Spectral Energy Distribution Variations of Nearby Seyfert Galaxies During AGN Watch Monitoring Programs

TL;DR

This study analyzes multi-epoch spectral energy distributions of nearby Seyfert galaxies to understand variability impacts on key AGN measurements, highlighting the importance of near-simultaneous data for accuracy.

Contribution

It provides the first detailed analysis of SED variability in Seyfert galaxies using quasi-simultaneous multi-epoch data from AGN Watch programs, improving measurement precision.

Findings

SED variability occurs mostly over long timescales (>1 year).

Using data within 20 days reduces uncertainties in luminosity and correction factors.

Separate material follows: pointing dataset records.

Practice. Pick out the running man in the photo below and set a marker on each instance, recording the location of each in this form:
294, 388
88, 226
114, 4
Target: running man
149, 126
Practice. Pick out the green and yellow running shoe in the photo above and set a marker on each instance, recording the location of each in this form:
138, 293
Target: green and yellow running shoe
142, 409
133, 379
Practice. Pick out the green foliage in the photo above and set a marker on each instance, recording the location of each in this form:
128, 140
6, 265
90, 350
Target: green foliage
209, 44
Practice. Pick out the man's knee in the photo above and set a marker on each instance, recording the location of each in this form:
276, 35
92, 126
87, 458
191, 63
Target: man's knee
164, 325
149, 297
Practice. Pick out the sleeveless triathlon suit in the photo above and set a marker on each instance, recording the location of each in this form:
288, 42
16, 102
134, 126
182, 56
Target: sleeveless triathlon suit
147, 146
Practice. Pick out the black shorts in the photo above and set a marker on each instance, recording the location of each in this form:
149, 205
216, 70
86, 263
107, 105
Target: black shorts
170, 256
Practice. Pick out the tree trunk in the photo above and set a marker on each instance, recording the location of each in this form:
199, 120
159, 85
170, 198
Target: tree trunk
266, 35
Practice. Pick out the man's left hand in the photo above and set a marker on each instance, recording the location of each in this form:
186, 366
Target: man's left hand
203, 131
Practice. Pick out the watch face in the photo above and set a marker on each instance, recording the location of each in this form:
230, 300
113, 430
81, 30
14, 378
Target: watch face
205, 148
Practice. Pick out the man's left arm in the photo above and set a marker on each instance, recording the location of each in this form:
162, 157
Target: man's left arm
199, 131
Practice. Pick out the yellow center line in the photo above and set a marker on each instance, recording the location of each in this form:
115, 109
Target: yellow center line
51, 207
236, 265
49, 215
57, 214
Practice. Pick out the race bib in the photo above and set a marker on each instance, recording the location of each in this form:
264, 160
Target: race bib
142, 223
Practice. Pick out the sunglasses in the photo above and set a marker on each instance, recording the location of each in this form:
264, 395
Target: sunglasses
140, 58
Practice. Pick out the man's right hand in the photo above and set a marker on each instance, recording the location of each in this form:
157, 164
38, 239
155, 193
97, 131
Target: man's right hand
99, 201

EUV gap causes significant uncertainty in intrinsic SED estimates.

Abstract

We present and analyse quasi-simultaneous multi-epoch spectral energy distributions (SEDs) of seven reverberation-mapped AGNs for which accurate black hole mass measurements and suitable archival data are available from the 'AGN Watch' monitoring programs. We explore the potential of optical-UV and X-ray data, obtained within 2 days, to provide more accurate SED-based measurements of individual AGN and quantify the impact of source variability on key measurements typically used to characterise the black hole accretion process plus on bolometric correction factors at 5100 {\AA}, 1350 {\AA} and for the 2-10 keV X-ray band, respectively. The largest SED changes occur on long timescales (>1 year). For our small sample, the 1 micron to 10 keV integrated accretion luminosity typically changes by 10% on short time-scales (over 20 days), by ~30% over a year, but can change by 100% or more for individual AGN. The EUV gap is the most uncertain part of the intrinsic SED, introducing a ~25% uncertainty in the accretion-induced luminosity, relative to the model independent interpolation method that we adopt. That aside, our analysis shows that the uncertainty in the accretion-induced luminosity, the Eddington luminosity ratio and the bolometric correction factors can be reduced (by a factor of two or more) by use of SEDs built from data obtained within 20 days. However, mass accretion rate and mass accretion efficiency are mostly limited by the unknown EUV emission and the unknown details of the central engine and our aspect angle.